Für die war das unvorstellbar. Erst zieht der Sohn wieder ein und weiß nicht, wovon er leben soll. Dann kauft er sich ein schickes Auto und eine Villa. Ich bin aber immer ruhig geblieben, weil ich vorher so hart einstecken musste. Ich feiere nicht die ganze Zeit Partys und trinke Champagner.

Was macht Ihren Erfolg heute aus?

Ich habe relativ viel eigenes Kapital und ein hart erarbeitetes Netzwerk, um noch mehr Kapital für unsere Start-ups zu gewinnen. Im vergangenen Jahr haben wir zum Beispiel 90 Mio. Euro neues Kapital für Lilium Aviation gewonnen.

… ein Start-up, das ein elektrisches Flugzeug entwickelt hat, das vertikal starten und landen kann.


Genau. Es wird den Privatjet für jedermann ermöglichen. Das ist übrigens unser bisher größtes und wagemutigstes Investment. Als wir in einen kleinen Spielzeugprototyp investiert haben, erklärten die meisten uns für verrückt. Mittlerweile sind auch weitere, weltweit bekannte Investoren mit zusätzlichen 90 Millionen an Bord.
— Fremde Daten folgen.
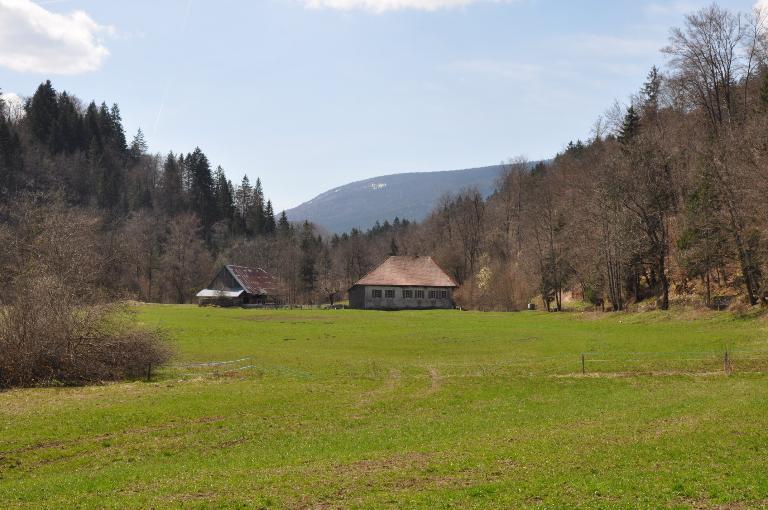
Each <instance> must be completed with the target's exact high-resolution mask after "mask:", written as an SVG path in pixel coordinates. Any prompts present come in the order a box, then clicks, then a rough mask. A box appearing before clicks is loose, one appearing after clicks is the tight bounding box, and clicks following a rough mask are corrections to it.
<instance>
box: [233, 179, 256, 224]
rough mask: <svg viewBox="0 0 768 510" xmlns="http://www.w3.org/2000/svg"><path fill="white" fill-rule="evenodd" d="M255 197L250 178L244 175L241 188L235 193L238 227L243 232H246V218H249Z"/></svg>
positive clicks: (240, 186)
mask: <svg viewBox="0 0 768 510" xmlns="http://www.w3.org/2000/svg"><path fill="white" fill-rule="evenodd" d="M252 196H253V188H251V181H249V180H248V176H247V175H244V176H243V180H242V181H241V182H240V186H238V187H237V191H235V210H236V213H237V222H236V224H237V227H238V230H239V231H241V232H245V230H246V225H245V224H246V218H247V217H248V211H249V210H250V207H251V201H252Z"/></svg>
Das sind riesige Player im Vergleich zu uns. Aber wir haben als Erste an das Team und seinen Jet geglaubt und die Gründer bei den ersten entscheidenden Schritten unterstützt.

Ihre Investmentgesellschaft Freigeist stieg 2015 außerdem ins Foodsegment ein. Warum?


Mein erstes Food-Start-up war Little Lunch mit ihren Biosuppen. Damals musste mich Judith Williams in der TV-Gründershow Höhle des Löwen noch überzeugen. Ich konnte mich zunächst nur schwer für den Bereich begeistern. Aber durch den Deal habe ich erfahren, wie riesig der Foodmarkt ist und dass es außerhalb meiner App- und Tech-Bubble noch sehr viel Potenzial gibt. Inzwischen investiere ich mit Freigeist Capital nicht mehr in Apps, sondern nur noch in Deep-Technology und Food. Die beiden Cluster sind sehr verschieden, aber für uns läuft dieses Modell aktuell sehr gut.

Im Foodbereich findet sich unter anderem das Start-up Ankerkraut. Warum Gewürze?


Das Produkt, die Qualität, das Design und die Gründer haben mich überzeugt. Die Zahlen sind hervorragend, und wir haben sogar das Potenzial, eines der letzten deutschen Monopole – das der Firma Fuchs Gewürze – aufzubrechen.

Was ist denn das Wichtigste bei Ihren Investmententscheidungen?

Ganz klar: die Gründer in Kombination mit ihrem Produkt. Ich muss erkennen, warum die Gründer mit ihrem Produkt einen unfairen Vorteil haben. Die Finanzplanung kommt erst ganz am Schluss.

Und Ihr Rat an Gründer?

Gehe niemals unter null! Lebe lieber von Cornflakes und zieh wieder zu deinen Eltern. Aber nimm niemals private Schulden auf.

 


Das Interview ist im März 2016 in der Capital-Serie „Meine erste Million“ erschienen; für den Abdruck im Buch „Meine erste Million“, das 2018 im Ariston-Verlag herausgegeben wurde, ist das Gespräch mit Thelen noch mal aktualisiert und verlängert worden.